Die Wahl der E-Mail-Adresse verdient Aufmerksamkeit. Es ist besser, eine persönliche E-Mail-Adresse anstelle einer beruflichen zu verwenden, da der Zugang zum Tresor auch nach dem Verlassen des Unternehmens erhalten bleibt. Ein Mitarbeiter, der sein Konto mit seiner beruflichen E-Mail-Adresse verknüpft hat und seinen Arbeitsplatz verlässt, könnte in der Lage sein, sein Passwort ohne Unterstützung nicht zurückzusetzen.
Tägliche Anmeldung
Für die üblichen Anmeldungen fasst das Verfahren drei Aktionen zusammen:
- Auf myarkevia.com über einen Browser oder die mobile App gehen
- Die persönliche E-Mail-Adresse und das bei der Aktivierung festgelegte Passwort eingeben
- Auf den persönlichen Bereich zugreifen, in dem Gehaltsabrechnungen, Verträge und Bescheinigungen archiviert sind
Die Plattform bietet keine Zwei-Faktor-Authentifizierung für Mitarbeiterkonten an, was die Anmeldung vereinfacht, aber die Frage der Sicherheit im Falle eines kompromittierten Passworts aufwirft.
Passwort vergessen und Verlust des Zugangs zu Arkevia: die realen Möglichkeiten
Die Funktion “Passwort vergessen”, die auf der Anmeldeseite verfügbar ist, sendet einen Link zur Zurücksetzung an die mit dem Konto verknüpfte E-Mail-Adresse. Dieses Verfahren funktioniert gut, solange der Mitarbeiter noch Zugriff auf dieses Postfach hat.
Das Problem wird komplizierter, wenn der Benutzer den Zugang zur mit dem Konto verknüpften E-Mail-Adresse verloren hat. In diesem Fall reicht die klassische Zurücksetzung nicht mehr aus. Es gibt zwei Möglichkeiten:
- Den HR-Service des Unternehmens kontaktieren, der das Aktivierungsverfahren erneut anstoßen oder neue temporäre Identifikatoren übermitteln kann
- Das Kontaktformular des Arkevia-Supports ([email protected]) nutzen, der eine Identitätsprüfung durchführt, bevor der Zugang wiederhergestellt wird
Der Arkevia-Support beschränkt sich nicht auf technische Eingriffe. Er kann auch kontaktiert werden, um die Identität wiederherzustellen oder die mit dem Konto verknüpfte E-Mail-Adresse zu ändern, was über die einfache Zurücksetzung des Passworts hinausgeht.

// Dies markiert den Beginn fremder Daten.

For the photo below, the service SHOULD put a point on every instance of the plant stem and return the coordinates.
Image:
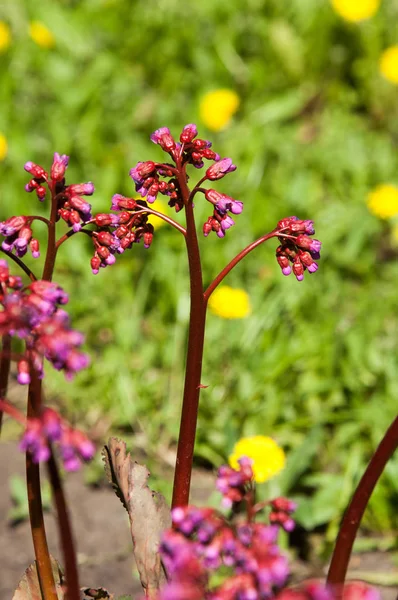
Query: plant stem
(197, 322)
(217, 280)
(354, 513)
(5, 362)
(19, 262)
(43, 561)
(65, 531)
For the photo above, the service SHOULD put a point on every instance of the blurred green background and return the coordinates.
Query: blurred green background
(315, 365)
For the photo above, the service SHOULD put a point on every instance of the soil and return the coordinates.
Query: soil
(103, 539)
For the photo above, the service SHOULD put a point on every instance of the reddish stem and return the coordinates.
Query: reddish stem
(43, 561)
(217, 280)
(65, 531)
(5, 362)
(19, 262)
(197, 322)
(354, 513)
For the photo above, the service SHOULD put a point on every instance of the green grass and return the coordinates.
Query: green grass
(316, 364)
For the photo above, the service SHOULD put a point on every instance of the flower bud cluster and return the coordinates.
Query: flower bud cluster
(235, 484)
(245, 555)
(118, 232)
(297, 247)
(71, 207)
(282, 509)
(19, 236)
(188, 149)
(73, 444)
(33, 314)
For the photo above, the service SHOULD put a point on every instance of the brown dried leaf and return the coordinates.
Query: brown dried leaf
(148, 512)
(96, 594)
(29, 587)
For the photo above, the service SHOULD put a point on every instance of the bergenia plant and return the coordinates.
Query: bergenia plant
(35, 330)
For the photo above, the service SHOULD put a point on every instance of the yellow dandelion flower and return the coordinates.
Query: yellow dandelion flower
(41, 35)
(268, 458)
(383, 201)
(356, 10)
(230, 303)
(217, 108)
(388, 64)
(5, 36)
(160, 206)
(3, 147)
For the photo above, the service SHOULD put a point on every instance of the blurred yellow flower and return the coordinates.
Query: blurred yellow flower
(3, 147)
(383, 201)
(389, 64)
(230, 303)
(41, 35)
(268, 458)
(356, 10)
(394, 236)
(5, 36)
(217, 107)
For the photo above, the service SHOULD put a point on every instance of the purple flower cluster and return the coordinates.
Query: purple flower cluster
(202, 541)
(118, 232)
(297, 247)
(19, 236)
(7, 281)
(73, 444)
(72, 208)
(233, 484)
(33, 314)
(282, 509)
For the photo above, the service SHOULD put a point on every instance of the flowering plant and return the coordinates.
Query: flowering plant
(32, 314)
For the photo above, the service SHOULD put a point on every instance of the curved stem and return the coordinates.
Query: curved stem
(5, 363)
(43, 561)
(197, 321)
(51, 253)
(21, 264)
(354, 513)
(65, 531)
(217, 280)
(39, 218)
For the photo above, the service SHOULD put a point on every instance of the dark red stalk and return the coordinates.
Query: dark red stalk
(65, 531)
(33, 473)
(197, 322)
(43, 561)
(354, 513)
(21, 264)
(5, 362)
(217, 280)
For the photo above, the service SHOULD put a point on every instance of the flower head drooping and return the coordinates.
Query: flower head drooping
(73, 444)
(3, 145)
(34, 315)
(217, 107)
(41, 35)
(117, 232)
(230, 303)
(355, 10)
(5, 36)
(267, 457)
(383, 201)
(388, 64)
(297, 247)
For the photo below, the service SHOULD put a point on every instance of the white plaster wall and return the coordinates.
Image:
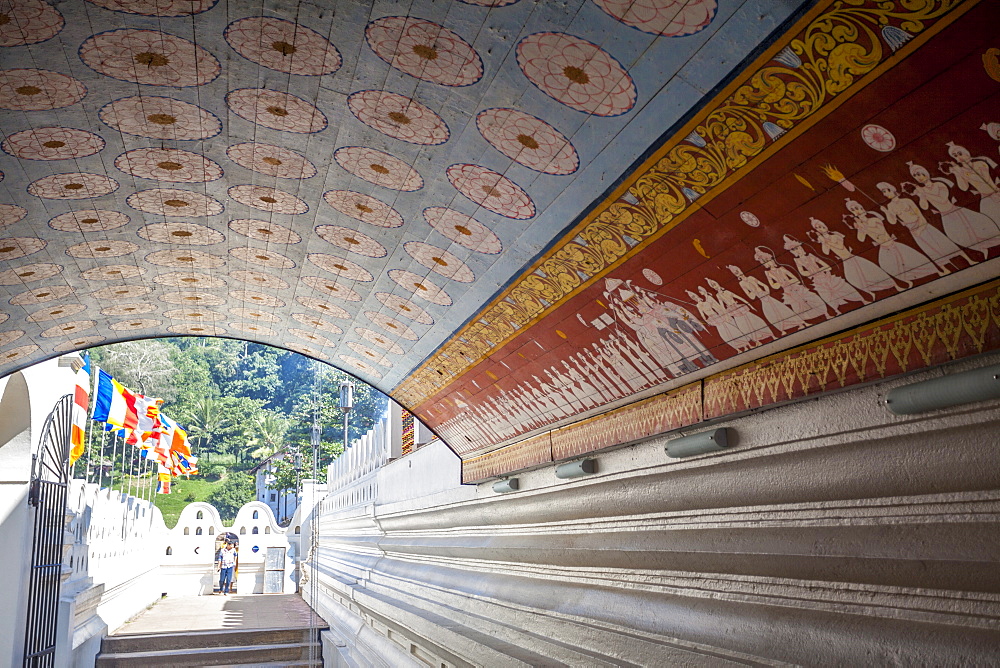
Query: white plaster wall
(831, 532)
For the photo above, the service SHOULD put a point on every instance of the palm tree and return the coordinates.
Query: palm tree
(204, 418)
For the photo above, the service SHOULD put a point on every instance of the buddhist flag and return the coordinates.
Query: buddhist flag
(113, 403)
(81, 405)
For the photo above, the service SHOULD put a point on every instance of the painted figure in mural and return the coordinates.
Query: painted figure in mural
(936, 245)
(754, 330)
(863, 274)
(779, 315)
(898, 259)
(834, 290)
(713, 314)
(974, 173)
(805, 303)
(966, 228)
(665, 329)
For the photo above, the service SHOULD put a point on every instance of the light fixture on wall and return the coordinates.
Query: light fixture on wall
(504, 486)
(952, 390)
(576, 469)
(699, 444)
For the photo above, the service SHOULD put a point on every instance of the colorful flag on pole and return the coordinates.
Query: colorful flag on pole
(81, 406)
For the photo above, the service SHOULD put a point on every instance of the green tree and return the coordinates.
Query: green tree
(237, 489)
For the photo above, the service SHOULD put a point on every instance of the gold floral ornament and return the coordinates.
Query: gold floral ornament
(835, 49)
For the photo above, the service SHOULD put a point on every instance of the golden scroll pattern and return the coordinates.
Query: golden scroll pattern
(839, 44)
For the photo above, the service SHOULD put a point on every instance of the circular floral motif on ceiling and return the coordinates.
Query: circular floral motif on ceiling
(528, 140)
(28, 273)
(68, 328)
(283, 46)
(254, 297)
(362, 207)
(111, 272)
(135, 324)
(168, 164)
(331, 287)
(492, 190)
(78, 344)
(165, 8)
(128, 309)
(12, 248)
(41, 295)
(379, 168)
(263, 230)
(193, 299)
(184, 279)
(440, 261)
(398, 117)
(310, 337)
(76, 185)
(56, 312)
(149, 57)
(10, 336)
(404, 307)
(200, 314)
(878, 138)
(52, 143)
(119, 292)
(181, 233)
(89, 220)
(351, 240)
(251, 328)
(100, 249)
(324, 306)
(370, 355)
(264, 258)
(37, 90)
(420, 286)
(268, 199)
(197, 330)
(318, 323)
(11, 213)
(14, 354)
(425, 50)
(28, 22)
(172, 202)
(391, 325)
(671, 18)
(343, 268)
(308, 351)
(462, 229)
(278, 111)
(361, 366)
(186, 258)
(259, 279)
(578, 73)
(379, 340)
(271, 160)
(160, 118)
(254, 314)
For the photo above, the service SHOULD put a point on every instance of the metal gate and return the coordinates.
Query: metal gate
(47, 495)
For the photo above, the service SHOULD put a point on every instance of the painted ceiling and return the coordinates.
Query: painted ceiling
(507, 214)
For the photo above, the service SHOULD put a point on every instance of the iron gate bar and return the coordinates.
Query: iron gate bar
(47, 495)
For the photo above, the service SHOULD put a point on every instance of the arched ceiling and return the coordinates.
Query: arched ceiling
(507, 214)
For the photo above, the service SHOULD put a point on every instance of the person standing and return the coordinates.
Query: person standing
(226, 566)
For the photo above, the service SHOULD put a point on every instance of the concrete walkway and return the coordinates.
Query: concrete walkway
(203, 613)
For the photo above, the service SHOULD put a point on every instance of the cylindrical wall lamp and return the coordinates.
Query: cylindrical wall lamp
(576, 469)
(504, 486)
(699, 444)
(951, 390)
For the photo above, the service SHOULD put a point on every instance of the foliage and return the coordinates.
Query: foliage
(229, 496)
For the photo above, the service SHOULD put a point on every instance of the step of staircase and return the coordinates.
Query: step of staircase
(243, 647)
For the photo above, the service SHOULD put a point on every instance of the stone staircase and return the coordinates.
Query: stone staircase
(244, 647)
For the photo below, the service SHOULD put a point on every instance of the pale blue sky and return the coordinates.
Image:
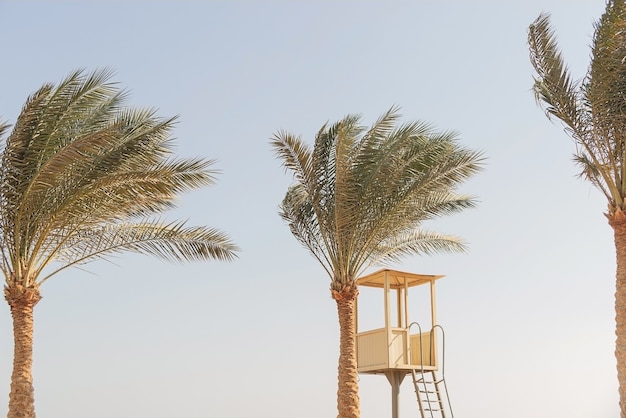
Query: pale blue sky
(528, 311)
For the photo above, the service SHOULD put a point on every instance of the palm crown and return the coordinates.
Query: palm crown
(361, 195)
(82, 177)
(592, 110)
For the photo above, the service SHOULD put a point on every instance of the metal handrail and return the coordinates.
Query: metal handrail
(436, 382)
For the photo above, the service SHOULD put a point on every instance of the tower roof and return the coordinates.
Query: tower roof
(397, 279)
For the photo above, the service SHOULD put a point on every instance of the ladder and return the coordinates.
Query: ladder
(431, 391)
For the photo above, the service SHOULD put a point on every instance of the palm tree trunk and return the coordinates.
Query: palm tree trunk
(348, 388)
(618, 223)
(22, 300)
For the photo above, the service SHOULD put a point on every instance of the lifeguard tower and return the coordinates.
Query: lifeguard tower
(402, 347)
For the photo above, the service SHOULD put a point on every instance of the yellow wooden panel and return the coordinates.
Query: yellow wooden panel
(398, 348)
(372, 348)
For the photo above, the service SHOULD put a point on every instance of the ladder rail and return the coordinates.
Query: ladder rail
(435, 382)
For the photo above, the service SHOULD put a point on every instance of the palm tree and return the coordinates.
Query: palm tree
(360, 198)
(593, 112)
(82, 178)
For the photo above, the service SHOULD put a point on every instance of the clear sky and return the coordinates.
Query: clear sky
(528, 311)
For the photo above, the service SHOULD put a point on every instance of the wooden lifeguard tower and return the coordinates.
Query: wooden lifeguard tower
(402, 347)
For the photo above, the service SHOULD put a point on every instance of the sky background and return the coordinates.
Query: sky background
(528, 311)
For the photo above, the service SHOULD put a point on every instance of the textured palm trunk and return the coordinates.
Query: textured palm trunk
(348, 378)
(618, 223)
(22, 396)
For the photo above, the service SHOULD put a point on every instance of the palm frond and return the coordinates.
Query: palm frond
(170, 241)
(372, 190)
(78, 164)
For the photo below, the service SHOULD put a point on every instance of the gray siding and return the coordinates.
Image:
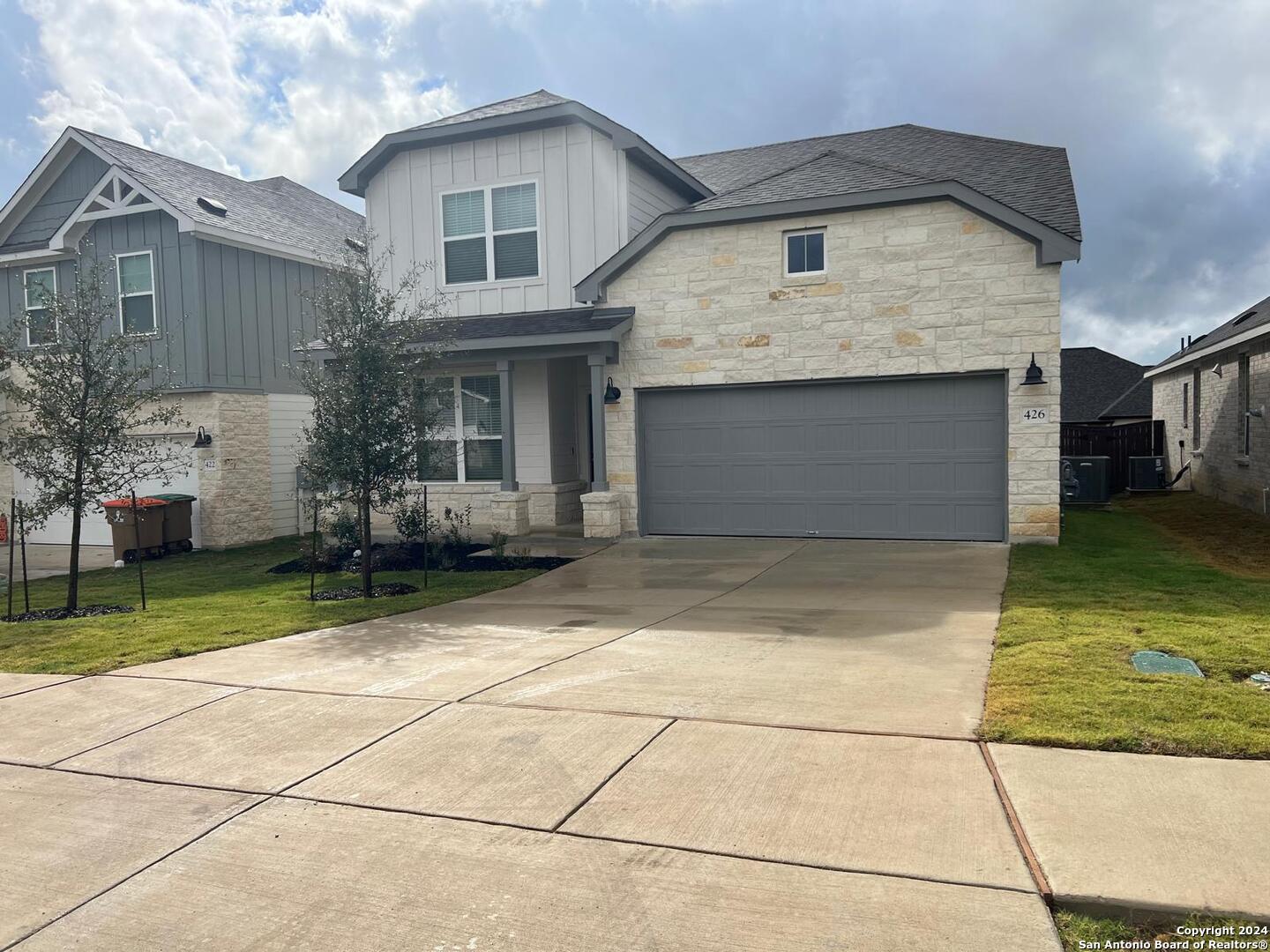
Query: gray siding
(646, 198)
(256, 316)
(577, 170)
(61, 198)
(228, 317)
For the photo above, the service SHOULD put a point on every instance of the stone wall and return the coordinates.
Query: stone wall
(1214, 443)
(920, 288)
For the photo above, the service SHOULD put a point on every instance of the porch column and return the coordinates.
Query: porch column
(598, 447)
(504, 389)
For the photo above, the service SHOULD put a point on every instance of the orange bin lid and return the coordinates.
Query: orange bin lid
(143, 502)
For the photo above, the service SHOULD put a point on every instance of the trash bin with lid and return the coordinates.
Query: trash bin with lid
(178, 521)
(123, 532)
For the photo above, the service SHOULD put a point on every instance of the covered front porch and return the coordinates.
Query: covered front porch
(527, 447)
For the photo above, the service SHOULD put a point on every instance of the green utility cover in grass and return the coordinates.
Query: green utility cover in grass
(1160, 663)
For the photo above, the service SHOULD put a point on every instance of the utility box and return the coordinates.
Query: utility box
(1147, 473)
(1086, 480)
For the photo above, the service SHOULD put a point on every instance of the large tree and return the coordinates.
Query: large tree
(78, 392)
(372, 417)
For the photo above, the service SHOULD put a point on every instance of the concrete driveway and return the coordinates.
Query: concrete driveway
(713, 744)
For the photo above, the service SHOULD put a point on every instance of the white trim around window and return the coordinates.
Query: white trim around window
(787, 239)
(470, 227)
(29, 308)
(138, 294)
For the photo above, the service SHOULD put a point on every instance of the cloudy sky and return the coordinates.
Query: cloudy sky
(1161, 106)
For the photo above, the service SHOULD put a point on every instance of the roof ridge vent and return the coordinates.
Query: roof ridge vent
(211, 205)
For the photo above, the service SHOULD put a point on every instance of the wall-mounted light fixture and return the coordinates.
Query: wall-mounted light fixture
(1034, 376)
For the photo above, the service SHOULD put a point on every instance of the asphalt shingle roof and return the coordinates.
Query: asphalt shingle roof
(1097, 383)
(1033, 179)
(274, 210)
(1247, 319)
(533, 323)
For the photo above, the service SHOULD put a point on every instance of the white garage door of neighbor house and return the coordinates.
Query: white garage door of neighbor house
(95, 531)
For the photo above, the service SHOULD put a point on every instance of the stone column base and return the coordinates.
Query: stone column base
(601, 516)
(510, 513)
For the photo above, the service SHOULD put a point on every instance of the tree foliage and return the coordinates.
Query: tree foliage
(372, 412)
(78, 405)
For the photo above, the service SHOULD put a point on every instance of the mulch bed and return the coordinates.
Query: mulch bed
(385, 591)
(395, 557)
(60, 614)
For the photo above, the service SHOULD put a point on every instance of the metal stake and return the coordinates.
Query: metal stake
(312, 559)
(22, 541)
(13, 516)
(136, 530)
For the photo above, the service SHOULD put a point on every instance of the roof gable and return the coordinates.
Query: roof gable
(1096, 383)
(1032, 179)
(540, 109)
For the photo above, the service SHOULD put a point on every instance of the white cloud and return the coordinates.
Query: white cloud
(247, 86)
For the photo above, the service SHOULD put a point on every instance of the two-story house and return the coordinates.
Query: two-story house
(211, 271)
(855, 335)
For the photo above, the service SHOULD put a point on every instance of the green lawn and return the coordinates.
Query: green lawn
(1154, 573)
(205, 600)
(1076, 928)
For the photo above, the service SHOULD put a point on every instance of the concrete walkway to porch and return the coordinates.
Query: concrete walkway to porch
(709, 744)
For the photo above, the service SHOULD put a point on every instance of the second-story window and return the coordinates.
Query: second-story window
(490, 234)
(136, 277)
(38, 286)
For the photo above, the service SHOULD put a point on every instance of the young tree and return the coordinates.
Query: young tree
(74, 400)
(372, 419)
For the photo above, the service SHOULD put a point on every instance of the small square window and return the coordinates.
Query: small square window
(804, 253)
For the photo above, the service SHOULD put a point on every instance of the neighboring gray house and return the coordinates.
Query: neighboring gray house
(1102, 389)
(823, 338)
(1212, 397)
(210, 271)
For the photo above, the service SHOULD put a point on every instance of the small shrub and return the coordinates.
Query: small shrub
(413, 522)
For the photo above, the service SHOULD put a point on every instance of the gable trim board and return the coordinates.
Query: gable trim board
(63, 242)
(358, 175)
(1052, 245)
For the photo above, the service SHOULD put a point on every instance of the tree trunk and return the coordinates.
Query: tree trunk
(363, 514)
(77, 518)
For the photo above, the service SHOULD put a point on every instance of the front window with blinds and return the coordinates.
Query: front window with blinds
(490, 234)
(38, 286)
(467, 446)
(136, 277)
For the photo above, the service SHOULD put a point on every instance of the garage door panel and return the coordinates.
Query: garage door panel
(918, 457)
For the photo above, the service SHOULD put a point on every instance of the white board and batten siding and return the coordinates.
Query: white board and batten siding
(582, 204)
(288, 413)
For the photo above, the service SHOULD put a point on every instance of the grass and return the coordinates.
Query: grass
(205, 600)
(1154, 573)
(1074, 928)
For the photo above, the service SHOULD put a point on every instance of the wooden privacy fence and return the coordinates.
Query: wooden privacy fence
(1119, 443)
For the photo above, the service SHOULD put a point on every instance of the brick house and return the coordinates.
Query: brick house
(830, 337)
(1212, 397)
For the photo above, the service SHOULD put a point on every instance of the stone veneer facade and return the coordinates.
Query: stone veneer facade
(917, 288)
(1220, 467)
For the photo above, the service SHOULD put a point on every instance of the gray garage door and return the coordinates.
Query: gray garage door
(915, 457)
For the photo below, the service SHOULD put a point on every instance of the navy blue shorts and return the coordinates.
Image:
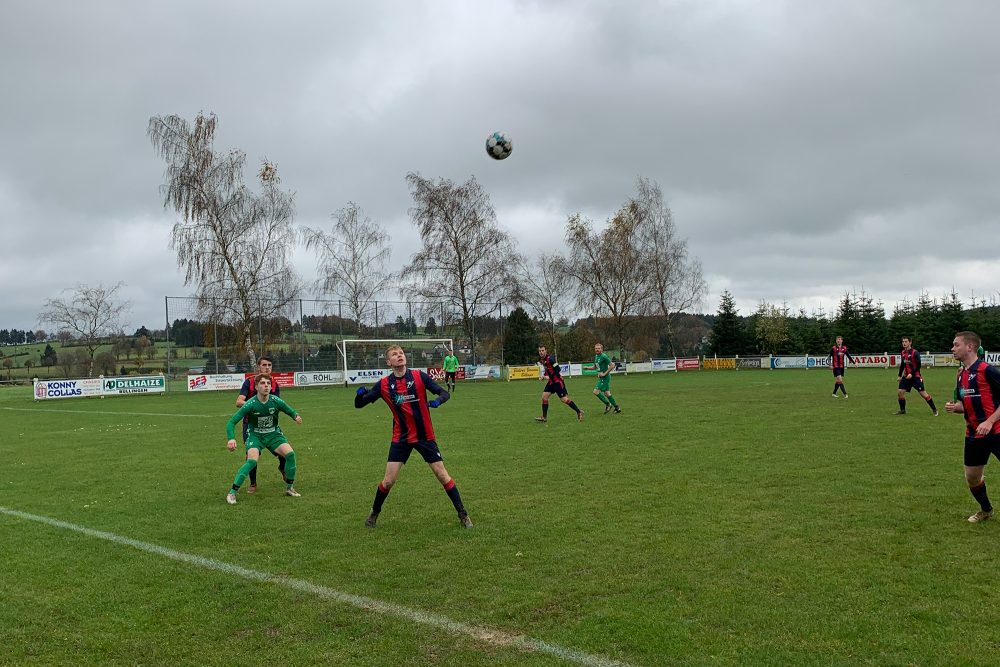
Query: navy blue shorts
(916, 382)
(399, 452)
(557, 388)
(978, 450)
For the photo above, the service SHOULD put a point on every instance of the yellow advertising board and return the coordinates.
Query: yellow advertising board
(522, 373)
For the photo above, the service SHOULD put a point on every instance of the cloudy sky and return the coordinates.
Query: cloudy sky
(806, 148)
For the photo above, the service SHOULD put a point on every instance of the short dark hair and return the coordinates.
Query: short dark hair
(970, 337)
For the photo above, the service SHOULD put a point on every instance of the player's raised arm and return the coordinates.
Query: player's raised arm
(365, 396)
(287, 409)
(434, 388)
(236, 419)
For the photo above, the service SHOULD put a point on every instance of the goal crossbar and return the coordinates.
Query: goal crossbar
(402, 342)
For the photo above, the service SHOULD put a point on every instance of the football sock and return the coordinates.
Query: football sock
(247, 468)
(380, 495)
(253, 476)
(979, 493)
(456, 498)
(290, 467)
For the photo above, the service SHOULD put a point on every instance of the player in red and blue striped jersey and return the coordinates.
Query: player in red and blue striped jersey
(910, 378)
(838, 358)
(977, 396)
(554, 385)
(405, 392)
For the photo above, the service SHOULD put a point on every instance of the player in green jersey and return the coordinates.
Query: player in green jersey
(603, 388)
(450, 369)
(264, 433)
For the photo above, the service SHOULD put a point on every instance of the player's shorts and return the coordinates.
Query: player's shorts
(268, 441)
(557, 388)
(399, 452)
(978, 450)
(916, 382)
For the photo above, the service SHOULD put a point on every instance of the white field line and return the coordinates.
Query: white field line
(126, 414)
(479, 633)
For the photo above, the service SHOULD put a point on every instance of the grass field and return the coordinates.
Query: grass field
(723, 518)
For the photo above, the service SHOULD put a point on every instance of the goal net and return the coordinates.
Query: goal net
(363, 359)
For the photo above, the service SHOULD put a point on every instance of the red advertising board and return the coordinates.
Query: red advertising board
(687, 364)
(437, 374)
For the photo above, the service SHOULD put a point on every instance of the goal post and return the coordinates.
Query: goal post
(369, 353)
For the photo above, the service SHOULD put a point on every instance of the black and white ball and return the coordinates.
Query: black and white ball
(499, 146)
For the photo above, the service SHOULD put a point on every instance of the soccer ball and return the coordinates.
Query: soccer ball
(499, 146)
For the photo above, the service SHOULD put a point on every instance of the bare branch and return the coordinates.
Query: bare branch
(233, 244)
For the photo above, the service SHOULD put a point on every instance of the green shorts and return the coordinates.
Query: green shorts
(268, 441)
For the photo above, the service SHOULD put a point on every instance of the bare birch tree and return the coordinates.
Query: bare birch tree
(352, 259)
(547, 290)
(233, 244)
(465, 259)
(608, 270)
(91, 314)
(676, 280)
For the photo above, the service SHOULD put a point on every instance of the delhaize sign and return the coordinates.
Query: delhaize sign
(46, 389)
(149, 384)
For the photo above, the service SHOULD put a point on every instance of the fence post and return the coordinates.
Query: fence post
(500, 311)
(215, 342)
(166, 309)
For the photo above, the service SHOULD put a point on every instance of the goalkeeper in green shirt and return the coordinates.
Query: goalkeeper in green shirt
(263, 433)
(603, 388)
(450, 369)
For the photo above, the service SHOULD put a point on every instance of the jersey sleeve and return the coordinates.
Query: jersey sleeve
(433, 387)
(236, 419)
(286, 408)
(992, 378)
(370, 396)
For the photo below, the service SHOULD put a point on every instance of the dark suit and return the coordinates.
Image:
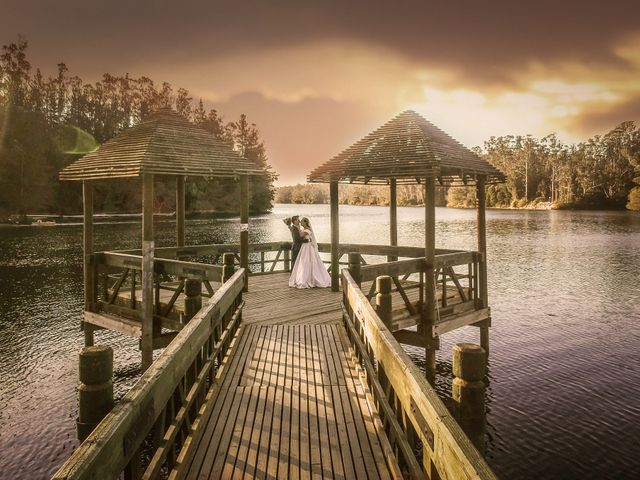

Zugang zu Gehaltsabrechnungen nach einem Ausscheiden: Was Arkevia tatsächlich ermöglicht
Eines der Argumente, die von Arkevia hervorgehoben werden, ist die Aufbewahrung von Dokumenten über mehrere Jahrzehnte, auch nach einem Arbeitgeberwechsel. In der Praxis bedeutet dies, dass der digitale Tresor für den Mitarbeiter zugänglich bleibt, solange sein Konto existiert, unabhängig von seiner vertraglichen Beziehung zu dem Unternehmen, das die Dokumente hinterlegt hat.
Diese Portabilität beruht darauf, dass das Konto dem Mitarbeiter gehört, nicht dem Arbeitgeber. Im Gegensatz dazu variieren die Erfahrungen vor Ort hinsichtlich der Zugänglichkeit nach dem Ausscheiden. Einige Benutzer berichten von Verzögerungen bei der Wiederherstellung ihres Kontos, wenn sie nach mehreren Jahren ohne Anmeldung ihre Identifikatoren verloren haben.
Eine oft vernachlässigte Vorsichtsmaßnahme besteht darin, ein PDF jeder Gehaltsabrechnung herunterzuladen, sobald sie im Tresor abgelegt wird. Diese doppelte Archivierung lokal gewährleistet einen sofortigen Zugang zu den Dokumenten im Falle eines vorübergehenden Ausfalls der Plattform, eines Verlusts der Identifikatoren oder einer Verzögerung bei der Antwort des Supports. Diese Gewohnheit dauert nur wenige Sekunden pro Monat und beseitigt die vollständige Abhängigkeit vom Online-Dienst.
Der Zugang zu Arkevia stellt kein größeres technisches Problem dar, aber die Variabilität der Aktivierungsverfahren je nach Unternehmen bleibt die Hauptquelle für Blockaden. Den ersten Aktivierungs-E-Mail sorgfältig aufzubewahren und von Anfang an eine persönliche Adresse zu verwenden, sind die beiden Schritte, die die Mehrheit der Verbindungsprobleme vermeiden.